第45話 危険と機嫌と棄権 16

 こうして僕の延長戦が始まった。


 夜になり本来であれば帰るはずだった由良と一緒に花火をして楽しんだ。

 浴衣では無くお互いパジャマ姿だったが、そんな事よりも今ここに由良がいるという事が大事だった。

 その日は別々の部屋で寝たが、それでも一緒の家にいるってだけで嬉しかった。


 そして次の日には一緒に海へも行った。

 水着姿を恥ずかしがる由良も可愛かった。

 楽しかった。

 とても楽しかった。

 途中で日向が力斗の炭酸ジュースのペットボトルを振りまくってから渡す珍事件もあったが、それを含めて楽しかったんだ。

 勿論何も知らない力斗はガン泣きだった。それもそのはず、ペットボトルのキャップを開けた途端に半分以上が溢れてほとんど中身が残らなかったのだから……。


 今僕は車の中にいる。

 日向と由良を家に送り届け、そのまま僕も家に帰る為に……。

 タイムリミットだ。

 

「言わなくていいの?☆」


 うん。


「本当に?☆」


 うん。大丈夫……。


「楽しかったね☆」


 うん。

 ギルは僕の気持ちに気付いているだろう。

 だが由良が僕の事をどう思っているかは分からない。

 そして由良も僕の気持ちを知らないままお別れの時が来た。


 何回か言おうと思った。

 でも怖かった。

 拒絶されるかもしれない。

 そんな気持ちが大き過ぎて言えなかった。

 思えば自分からってのは今まで無かったなぁ……。

 聞かれれば答えるのは簡単だったのに。


 気付けば由良の家に着いてしまった。

 由良が車から降りて『またね』と手を振ってくれている。僕も手を振り返す。


光「またね! バイバイ!」


 同時に日向にも挨拶すると由良の母がお土産にジュースを持ってきた。

 グレープフルーツの炭酸ジュースだ。


 そして車が発進する。 

 僕のばか……。

 とは言ったものの、恐らく次に会うのは半年後だ。

 

 試合終了……。

 ロスタイムは無しだ。

 いなくなってからようやく理解する。

 まるで自分の半身を失ったような感覚。

 何度か好きな気持ちを伝えようと思ったのだが、周りがそんな雰囲気じゃなかった……というのは根性無しな僕のささやかな言い訳だ。
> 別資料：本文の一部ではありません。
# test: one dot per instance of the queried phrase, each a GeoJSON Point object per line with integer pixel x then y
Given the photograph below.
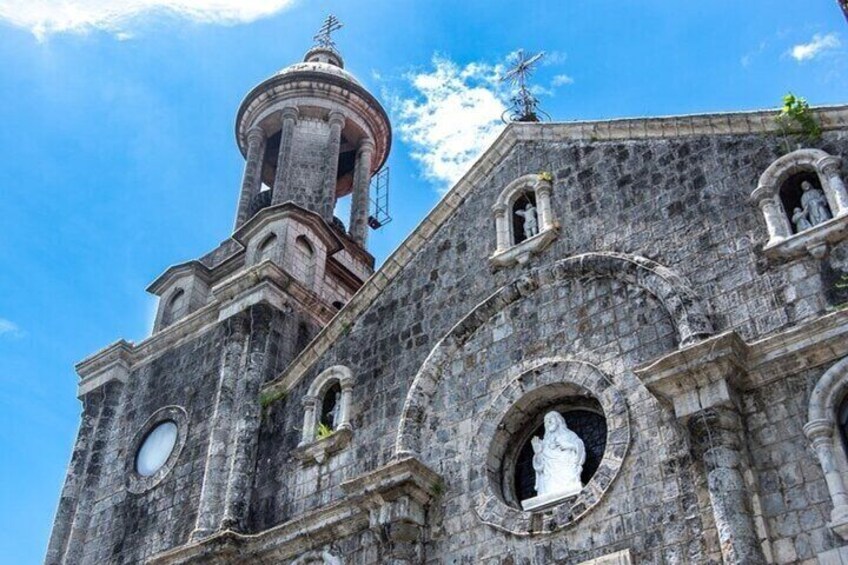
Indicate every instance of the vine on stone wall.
{"type": "Point", "coordinates": [796, 118]}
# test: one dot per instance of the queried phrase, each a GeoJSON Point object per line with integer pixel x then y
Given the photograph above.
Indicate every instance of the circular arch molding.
{"type": "Point", "coordinates": [682, 304]}
{"type": "Point", "coordinates": [138, 484]}
{"type": "Point", "coordinates": [539, 380]}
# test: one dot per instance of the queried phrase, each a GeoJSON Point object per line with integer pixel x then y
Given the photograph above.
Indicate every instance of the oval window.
{"type": "Point", "coordinates": [156, 448]}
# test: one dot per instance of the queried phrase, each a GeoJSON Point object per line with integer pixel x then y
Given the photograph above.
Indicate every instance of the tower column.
{"type": "Point", "coordinates": [281, 192]}
{"type": "Point", "coordinates": [331, 157]}
{"type": "Point", "coordinates": [361, 192]}
{"type": "Point", "coordinates": [252, 180]}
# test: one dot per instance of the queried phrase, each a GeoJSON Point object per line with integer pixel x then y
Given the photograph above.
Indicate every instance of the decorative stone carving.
{"type": "Point", "coordinates": [317, 449]}
{"type": "Point", "coordinates": [800, 219]}
{"type": "Point", "coordinates": [531, 223]}
{"type": "Point", "coordinates": [815, 204]}
{"type": "Point", "coordinates": [558, 461]}
{"type": "Point", "coordinates": [539, 382]}
{"type": "Point", "coordinates": [824, 438]}
{"type": "Point", "coordinates": [679, 300]}
{"type": "Point", "coordinates": [137, 483]}
{"type": "Point", "coordinates": [822, 218]}
{"type": "Point", "coordinates": [540, 228]}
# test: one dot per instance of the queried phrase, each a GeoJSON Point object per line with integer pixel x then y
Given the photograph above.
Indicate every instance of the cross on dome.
{"type": "Point", "coordinates": [324, 36]}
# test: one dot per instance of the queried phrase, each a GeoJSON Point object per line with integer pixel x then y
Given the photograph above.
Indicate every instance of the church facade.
{"type": "Point", "coordinates": [611, 342]}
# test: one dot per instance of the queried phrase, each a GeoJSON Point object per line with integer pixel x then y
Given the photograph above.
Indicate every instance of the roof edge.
{"type": "Point", "coordinates": [733, 123]}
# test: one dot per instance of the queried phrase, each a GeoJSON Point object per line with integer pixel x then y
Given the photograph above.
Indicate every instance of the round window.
{"type": "Point", "coordinates": [155, 449]}
{"type": "Point", "coordinates": [589, 425]}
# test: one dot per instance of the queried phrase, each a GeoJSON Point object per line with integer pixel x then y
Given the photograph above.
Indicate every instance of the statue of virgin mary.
{"type": "Point", "coordinates": [558, 459]}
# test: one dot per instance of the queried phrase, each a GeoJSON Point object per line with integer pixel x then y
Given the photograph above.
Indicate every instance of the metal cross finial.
{"type": "Point", "coordinates": [324, 36]}
{"type": "Point", "coordinates": [524, 104]}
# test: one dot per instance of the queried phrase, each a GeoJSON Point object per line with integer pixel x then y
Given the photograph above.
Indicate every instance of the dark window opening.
{"type": "Point", "coordinates": [269, 159]}
{"type": "Point", "coordinates": [518, 216]}
{"type": "Point", "coordinates": [791, 192]}
{"type": "Point", "coordinates": [842, 423]}
{"type": "Point", "coordinates": [590, 426]}
{"type": "Point", "coordinates": [330, 406]}
{"type": "Point", "coordinates": [303, 337]}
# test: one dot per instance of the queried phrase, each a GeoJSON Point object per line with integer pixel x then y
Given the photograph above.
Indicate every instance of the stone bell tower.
{"type": "Point", "coordinates": [167, 445]}
{"type": "Point", "coordinates": [311, 134]}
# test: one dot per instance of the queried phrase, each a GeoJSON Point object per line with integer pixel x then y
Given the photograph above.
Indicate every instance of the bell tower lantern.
{"type": "Point", "coordinates": [312, 134]}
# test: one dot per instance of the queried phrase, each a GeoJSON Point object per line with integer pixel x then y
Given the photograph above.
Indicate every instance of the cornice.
{"type": "Point", "coordinates": [367, 503]}
{"type": "Point", "coordinates": [263, 283]}
{"type": "Point", "coordinates": [670, 127]}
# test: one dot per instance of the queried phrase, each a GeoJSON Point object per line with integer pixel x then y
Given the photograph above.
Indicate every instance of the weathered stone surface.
{"type": "Point", "coordinates": [701, 350]}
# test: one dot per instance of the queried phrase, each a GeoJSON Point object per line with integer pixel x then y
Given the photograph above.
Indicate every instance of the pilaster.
{"type": "Point", "coordinates": [700, 382]}
{"type": "Point", "coordinates": [288, 119]}
{"type": "Point", "coordinates": [361, 193]}
{"type": "Point", "coordinates": [214, 491]}
{"type": "Point", "coordinates": [252, 180]}
{"type": "Point", "coordinates": [331, 159]}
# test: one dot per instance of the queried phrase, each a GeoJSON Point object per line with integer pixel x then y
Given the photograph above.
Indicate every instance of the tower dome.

 恋は甘酸っぱいとよくいうが、グレープフルーツジュース口いっぱいに広がり苦くて酸っぱかった……。

 こうして僕の初恋は苦くて酸っぱいを心に刻み幕を閉じた。


 ちなみにギルが楽しみにしていた道中のお楽しみポイントだが、今回は由良の家経由の別ルートで帰ることになったので、それも半年後のお楽しみになってしまった。


 ギル。また来よう。


「うん。また来ようね☆」


 ギル……。


「なあに?☆」


 決めた!

 由良と結婚する。


「うん! がんばって!☆」


 その後無事家に辿り着き、疲れきった僕は深い闇へ落ちていった。



 帰ってきてから新学期が始まるまではあっという間だった。

 雛にお土産を買い忘れた僕は、月子ははに助けてを求めてなんとか事なきを得たりして、いたって平和だ。

 ただ、詩織と雛を見て二人を由良と比べてしまうことがあるので悩んでいたが、それもその内気にならなくなった。そもそも一学年上のお姉さんと比べる時点で間違いなのだ……。


 想いは思い出になり、また平凡な毎日が始まる。

 学校、昼寝、ゲーム、漫画で構築された完璧なローテーション。


 そんなある日、雛が『村橋君の事何か知ってる?』と僕に聞いてきた。

 僕は『あんまり知らないけどどうしたの?』と聞き返したが雛からは『別になんでもないよ。ごめんね』と……。

 以前詩織からも同じ名前が出て来た気がする。

 女の子の中で村橋フィーバーでも巻き起こっているのか?


 この時はまだ由良の事が気になっていた為、あまり気に留めなかったのだが、まさかあんな事になるなんて僕は思いもよらなかったのだった……。